Adelanto del libro ‘La única mujer’: Capítulo 8

Viena, 1933. Para Hedy Kiersler, joven actriz judía, su belleza ha sido salvación y tormento: la protegió de los nazis pero la condujo a un opresivo matrimonio con el traficante de armas de Hitler y Mussolini. Subestimada por todos a sus alrededor, escuchó los planes secretos del tercer reich cuando acompañaba a su esposo a fiestas y cenas de negocios. Dividida entre el glamour y la culpa por ser una privilegiada, decide escapar hacia Hollywood, disfrazada y bajo un nuevo nombre: Hedy Lamarr, convirtiéndose en un ícono del cine estadounidense. Nadie en torno a su nueva vida sospechaba que poseía información confidencial sobre los nazis ni que ella misma guardaba la tenología necesaria para acabar pronto con la guerra. Claro, siempre y cuando la escucharan. Una cautivadora novela basada en la historia real de una mujer extraordinaria, estrella de cine e inventora, que revolucionó la comunicación moderna hace más de medio siglo, sentando las bases para el wifi y el Bluetooth.

Por

Capítulo 8

16 de julio de 1933 Viena, Austria

 

El chofer abrió mi puerta, pero los dedos de Fritz aún sujetaban los míos.

—Desearía no tener que despedirme —susurró.

—Yo deseo lo mismo —le susurré a mi vez. Y era verdad. Había iniciado esa relación diciéndome que no lo quería, que todo ese escuchar y asentir y hablar y reír, e incluso los besos, eran un papel que mis padres me habían impuesto por necesidad. Otro papel más. Pensaba que hallaría la manera de sacarlo adelante.
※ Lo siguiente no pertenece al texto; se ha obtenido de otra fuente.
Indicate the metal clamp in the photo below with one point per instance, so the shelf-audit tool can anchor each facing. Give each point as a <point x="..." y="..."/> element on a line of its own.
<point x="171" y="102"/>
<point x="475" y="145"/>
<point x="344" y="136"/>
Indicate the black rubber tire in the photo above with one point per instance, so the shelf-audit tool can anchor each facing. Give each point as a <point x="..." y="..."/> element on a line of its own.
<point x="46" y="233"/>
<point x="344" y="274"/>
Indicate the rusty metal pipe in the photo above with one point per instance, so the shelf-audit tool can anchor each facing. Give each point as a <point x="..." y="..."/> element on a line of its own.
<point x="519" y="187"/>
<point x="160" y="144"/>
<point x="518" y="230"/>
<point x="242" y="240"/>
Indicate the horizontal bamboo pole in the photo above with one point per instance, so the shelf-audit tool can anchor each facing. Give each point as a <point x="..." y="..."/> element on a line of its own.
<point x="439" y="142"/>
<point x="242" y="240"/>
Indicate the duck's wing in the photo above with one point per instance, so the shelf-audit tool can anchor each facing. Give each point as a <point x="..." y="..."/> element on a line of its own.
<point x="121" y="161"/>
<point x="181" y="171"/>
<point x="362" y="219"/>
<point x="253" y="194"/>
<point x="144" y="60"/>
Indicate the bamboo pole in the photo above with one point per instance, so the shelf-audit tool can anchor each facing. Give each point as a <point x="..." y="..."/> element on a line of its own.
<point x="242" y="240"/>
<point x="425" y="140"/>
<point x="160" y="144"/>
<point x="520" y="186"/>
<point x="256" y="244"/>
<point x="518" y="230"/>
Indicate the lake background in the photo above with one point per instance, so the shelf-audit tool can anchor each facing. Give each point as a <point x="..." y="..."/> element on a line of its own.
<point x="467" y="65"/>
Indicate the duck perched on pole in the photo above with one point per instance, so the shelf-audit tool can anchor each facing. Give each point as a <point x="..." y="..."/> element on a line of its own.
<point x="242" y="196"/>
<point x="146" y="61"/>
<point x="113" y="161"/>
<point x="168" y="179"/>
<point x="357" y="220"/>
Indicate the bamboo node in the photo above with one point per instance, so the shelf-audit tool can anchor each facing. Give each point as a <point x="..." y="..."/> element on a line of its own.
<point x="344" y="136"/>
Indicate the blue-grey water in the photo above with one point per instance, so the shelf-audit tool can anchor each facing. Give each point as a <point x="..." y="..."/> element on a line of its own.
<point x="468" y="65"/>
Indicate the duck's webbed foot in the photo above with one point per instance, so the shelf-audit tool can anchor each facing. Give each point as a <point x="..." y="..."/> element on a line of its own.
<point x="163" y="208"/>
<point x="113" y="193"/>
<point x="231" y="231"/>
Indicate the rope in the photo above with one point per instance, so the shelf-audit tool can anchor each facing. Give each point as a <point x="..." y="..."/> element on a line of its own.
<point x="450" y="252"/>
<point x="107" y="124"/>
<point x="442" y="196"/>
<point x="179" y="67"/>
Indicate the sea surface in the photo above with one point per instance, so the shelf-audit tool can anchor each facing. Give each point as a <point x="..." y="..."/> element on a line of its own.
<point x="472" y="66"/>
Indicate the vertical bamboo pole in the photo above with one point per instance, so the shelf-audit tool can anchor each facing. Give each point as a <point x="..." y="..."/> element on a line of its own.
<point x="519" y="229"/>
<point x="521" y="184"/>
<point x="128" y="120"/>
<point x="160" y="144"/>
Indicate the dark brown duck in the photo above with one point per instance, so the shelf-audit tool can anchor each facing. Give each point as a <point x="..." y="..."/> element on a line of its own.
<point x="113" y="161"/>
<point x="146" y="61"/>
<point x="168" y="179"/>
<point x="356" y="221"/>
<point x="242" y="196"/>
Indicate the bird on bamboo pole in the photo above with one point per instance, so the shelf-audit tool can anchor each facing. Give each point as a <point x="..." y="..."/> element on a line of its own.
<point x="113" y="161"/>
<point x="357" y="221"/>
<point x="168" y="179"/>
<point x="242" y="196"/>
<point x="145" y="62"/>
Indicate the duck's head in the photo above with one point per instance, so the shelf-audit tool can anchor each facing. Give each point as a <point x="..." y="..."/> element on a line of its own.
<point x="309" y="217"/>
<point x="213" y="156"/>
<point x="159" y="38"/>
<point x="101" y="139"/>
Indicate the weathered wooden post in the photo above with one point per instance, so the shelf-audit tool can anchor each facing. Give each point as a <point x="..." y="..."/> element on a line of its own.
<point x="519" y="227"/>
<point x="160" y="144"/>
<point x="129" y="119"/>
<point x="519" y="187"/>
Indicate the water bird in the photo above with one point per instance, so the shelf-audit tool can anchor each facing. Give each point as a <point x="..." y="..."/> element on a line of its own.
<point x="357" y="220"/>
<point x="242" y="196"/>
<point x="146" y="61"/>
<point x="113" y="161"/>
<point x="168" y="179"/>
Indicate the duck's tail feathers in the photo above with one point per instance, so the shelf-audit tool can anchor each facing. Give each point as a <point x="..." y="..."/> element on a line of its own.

Pero la Hedy verdadera, la que se ocultaba debajo de todas las actuaciones, estaba sintiendo algo real. Y me di cuenta de que mi corazón estaba tan vulnerable como todos los corazones que había roto en mis juegos románticos del pasado.

Aún así, en cierto sentido, lo que sintiera en realidad no importaba, como pasaba con mis sentimientos reales arriba del escenario: no tenían ningún peso real. Desprendí mi mano de la suya y salí del auto sin decir otra palabra. La casa de mis padres estaba a oscuras. Si no hubiera sido por los rayos de la luna menguante, habría tropezado con alguna piedra en el camino hacia la puerta principal. En la oscuridad tanteé para encontrar el picaporte, abrí la puerta y la cerré con delicadeza tras de mí, cuidando no despertar a nadie en la casa que dormía, ni siquiera a Inge, nuestra empleada. Pasaba de la medianoche y si la suerte seguía favoreciéndome, mamá y papá estarían ya dormidos y ningún sonido los levantaría. Mis hombros se relajaron al pensar en la posibilidad de meterme en la cama sin el interrogatorio de costumbre.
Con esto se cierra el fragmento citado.